Tackling the top stressors for dementia caregivers
More than 11 million people in the United States are unpaid caregivers of people with dementia.
- Reviewed by Anthony L. Komaroff, MD, Editor in Chief, Harvard Health Letter; Editorial Advisory Board Member, Harvard Health Publishing
Caregiving is a demanding job that you commit to out of love, loyalty, compassion, and often necessity. And when the person you're caring for has dementia, the job is especially difficult. It comes with a long list of physical, financial, logistical, and emotional challenges. Which are the most difficult, and how can you cope?
Recent findings
A 2024 Alzheimer's Association survey highlights the stressors caregivers say are most burdensome. The survey included more than 1,500 current or recent unpaid caregivers of adults ages 50 or older with cognitive problems. The top five stressors were costs, coordinating numerous doctor visits, securing doctor appointments, finding the right doctors, and getting help to take a break (respite care).
Only half of the caregivers surveyed had ever spoken with health care professionals for guidance.
Physical and emotional tolls
Caring for a person with dementia is physically and emotionally demanding. For example, you might need to help a loved one with bathing, dressing, eating, and getting in and out of a car. It takes physical strength and stamina.

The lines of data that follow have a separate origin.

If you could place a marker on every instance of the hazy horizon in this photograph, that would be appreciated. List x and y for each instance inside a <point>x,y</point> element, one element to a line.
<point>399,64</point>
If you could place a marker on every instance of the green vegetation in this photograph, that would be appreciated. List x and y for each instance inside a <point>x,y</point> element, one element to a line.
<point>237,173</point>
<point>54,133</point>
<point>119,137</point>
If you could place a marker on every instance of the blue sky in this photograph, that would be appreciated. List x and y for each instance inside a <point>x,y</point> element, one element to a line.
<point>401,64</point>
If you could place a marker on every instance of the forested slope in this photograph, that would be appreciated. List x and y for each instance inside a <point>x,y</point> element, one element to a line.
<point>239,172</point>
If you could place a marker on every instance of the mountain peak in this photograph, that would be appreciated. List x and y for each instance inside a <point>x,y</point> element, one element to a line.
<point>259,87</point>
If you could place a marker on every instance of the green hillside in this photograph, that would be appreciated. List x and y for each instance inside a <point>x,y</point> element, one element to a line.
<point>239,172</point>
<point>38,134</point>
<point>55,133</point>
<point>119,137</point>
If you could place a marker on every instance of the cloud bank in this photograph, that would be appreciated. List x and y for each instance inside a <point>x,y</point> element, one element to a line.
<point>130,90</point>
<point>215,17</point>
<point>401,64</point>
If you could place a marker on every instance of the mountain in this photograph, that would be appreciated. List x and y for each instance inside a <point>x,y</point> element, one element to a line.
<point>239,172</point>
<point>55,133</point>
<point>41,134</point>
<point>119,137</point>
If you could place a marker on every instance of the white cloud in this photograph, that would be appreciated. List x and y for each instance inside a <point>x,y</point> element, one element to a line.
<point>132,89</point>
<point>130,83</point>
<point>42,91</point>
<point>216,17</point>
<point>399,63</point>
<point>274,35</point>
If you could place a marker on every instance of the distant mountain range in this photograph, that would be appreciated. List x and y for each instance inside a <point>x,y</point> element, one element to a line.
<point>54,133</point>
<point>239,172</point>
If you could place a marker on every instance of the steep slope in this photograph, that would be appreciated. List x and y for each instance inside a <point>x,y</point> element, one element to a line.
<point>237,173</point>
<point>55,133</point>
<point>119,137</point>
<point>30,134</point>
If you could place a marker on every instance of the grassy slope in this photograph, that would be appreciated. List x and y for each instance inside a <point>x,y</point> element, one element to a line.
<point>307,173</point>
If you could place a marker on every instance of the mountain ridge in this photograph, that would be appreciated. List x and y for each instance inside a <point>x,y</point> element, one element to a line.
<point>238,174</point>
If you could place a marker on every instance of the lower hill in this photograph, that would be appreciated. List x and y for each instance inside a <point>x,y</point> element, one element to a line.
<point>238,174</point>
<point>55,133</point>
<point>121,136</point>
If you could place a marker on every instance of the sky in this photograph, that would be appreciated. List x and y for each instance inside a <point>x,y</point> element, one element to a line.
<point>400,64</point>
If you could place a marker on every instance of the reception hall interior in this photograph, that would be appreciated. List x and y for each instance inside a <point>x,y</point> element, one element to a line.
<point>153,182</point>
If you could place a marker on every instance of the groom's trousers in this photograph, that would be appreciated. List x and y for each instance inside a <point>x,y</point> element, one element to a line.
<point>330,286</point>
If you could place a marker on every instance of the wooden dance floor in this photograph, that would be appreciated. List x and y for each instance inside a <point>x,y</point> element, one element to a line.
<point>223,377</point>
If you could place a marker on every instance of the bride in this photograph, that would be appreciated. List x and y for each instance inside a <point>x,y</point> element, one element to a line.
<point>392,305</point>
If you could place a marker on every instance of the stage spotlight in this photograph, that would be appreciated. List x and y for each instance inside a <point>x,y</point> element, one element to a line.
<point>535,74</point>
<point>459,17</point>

Caregiving also puts you through an emotional wringer. It's common to feel frustration with the unpredictability of your loved one's behavior: one day they understand and recognize you, but the next day they don't. You might feel helpless if you don't know how to communicate with a loved one or how to cope with dementia-specific behaviors such as sundowning (meltdowns at the end of each day). You might feel anguish that they might not be getting adequate care. Above all, you probably feel grief at gradually losing the individual you once knew.
"Caregivers might also experience anger from the demands of nonstop caregiving. Then, recognizing their anger, caregivers might immediately feel guilty about resenting the loved one or having a desire to take time for themselves," says Dr. Stephanie Collier, a psychiatrist at Harvard-affiliated McLean Hospital.
The combination of stressors puts caregivers at high risk for burnout, high blood pressure, sleep problems, depression, isolation, weight changes, and even premature death.
What you can do
Resolving caregiving challenges is an ongoing process. Here are some ways to get started.
For logistical challenges: Talk to your loved one's doctors about whether you can consolidate numerous appointments on the same days or do some visits as a video or phone call.
For help finding services: Your local Area Agency on Aging can provide a free comprehensive list of services tailored to your loved one's needs and connect you to the people who provide them. The agency can also guide you to groups in your area that might help pay for services such as respite care or transportation.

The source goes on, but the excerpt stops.